WISCONSIN Stat. § 859.33(1) provides in pertinent part:

How CONTEST INITIATED. The following persons may contest a claim . . .: the personal representative .... They may do so only by mailing a copy of the objection ... to the claimant or personally serving the same upon the claimant and filing the same with the court. The objection... may be served at any time prior to entry of judgment on the claim, but if a copy of the claim has been mailed to or served upon the personal representative or the attorney for the estate, the objection . . . shall be served upon or mailed to the claimant and filed with the court within 60 days after the copy of the claim was mailed to or served upon the personal representative or the attorney for the estate.

All references to the Wisconsin Statutes are to the 1997-98 version unless otherwise noted.

Wisconsin Stat. § 801.15(5)(a) provides:

Whenever a party has the right or is required to do some act or take some proceedings within a prescribed period after the service of a notice or other paper upon the party:
(a) If the notice or paper is served by mail, 3 days shall be added to the prescribed period.

Patricia argues that the language "mailed to" in addition to the language "served upon" somehow indicates the legisla*411ture's intent to exclude Wis. STAT. § 801.15(5)(a)'s application to the 60-day deadline. We are not persuaded. In light of the historical analysis of the statutes, the only reasonable interpretation of the statutory language is that the "served upon" language refers to personal service, and the "mailed to" language refers to service by mail.

Patricia claims- the trial court erred in construing this ambiguity against her based on the fact that her attorney drafted the final stipulation. She argues that the record does not support such a ruling. We disagree. We may take into account the total record in resolving the ambiguity. Here it is self-evident from the body of the judgment of divorce and the back side of the document, that Patricia's attorney or law office prepared the judgment of divorce and the stipulation. See Hunzinger Constr. Co. v. Granite Resources, Inc., 196 Wis. 2d 327, 339, 538 N.W.2d 804 (Ct. App. 1995).

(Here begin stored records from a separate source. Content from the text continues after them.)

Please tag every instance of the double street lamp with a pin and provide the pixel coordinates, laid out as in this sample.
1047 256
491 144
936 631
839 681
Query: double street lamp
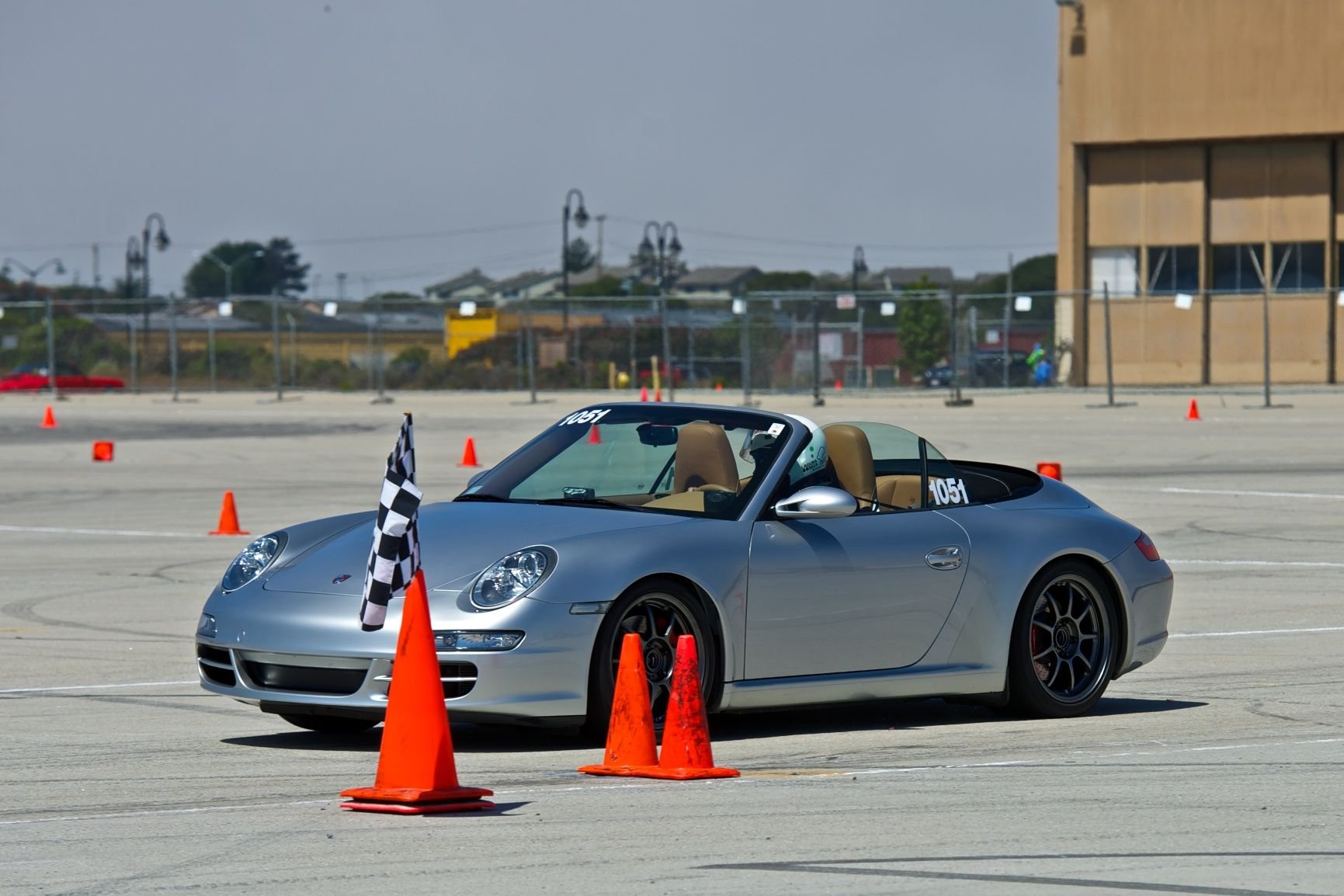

The complete text of the final stipulation as to this issue provided:

The joint tenancy of the parties in the residence located at 2180 E. Spruce Court, Oak Creek, Wisconsin . . . shall be terminated and the parties shall hold said real estate as tenants in common. Upon the happening of any of the events hereinafter enumerated, said property shall be sold. The defendant shall continue to pay the mortgage, including principal, interest, insurance and taxes until the sale of the property and plaintiff shall be allowed to occupy the homestead until such sale. In addition, the plaintiff shall have the first option to purchase said real estate.
*425After payment of all encumbrances, usual costs of sale, and prorations, the net proceeds from the sale shall be shared equally by the parties.
NOTE: The defendant agrees to be responsible for any reasonable needed interior and exterior painting upon the plaintiff supplying the paint and materials.
The conditions upon which the sale of said property shall occur are:
1) plaintiffs remarriage;
2) plaintiff moving from said premises;
3) the youngest child of the parties attaining the age of twenty-two (22) years;
4) plaintiffs death; or
5) upon the mutual agreement of the parties.
... Both parties shall cooperate in the sale of the said property and the showing of same.
The defendant shall be responsible for all major repairs and maintenance expenses for the home in excess of $50 per event. The plaintiff shall pay the first $50 for each such repair. The cost of all repairs, maintenance, etc. over $50 per event and not covered by insurance, shall be shared equally by the parties.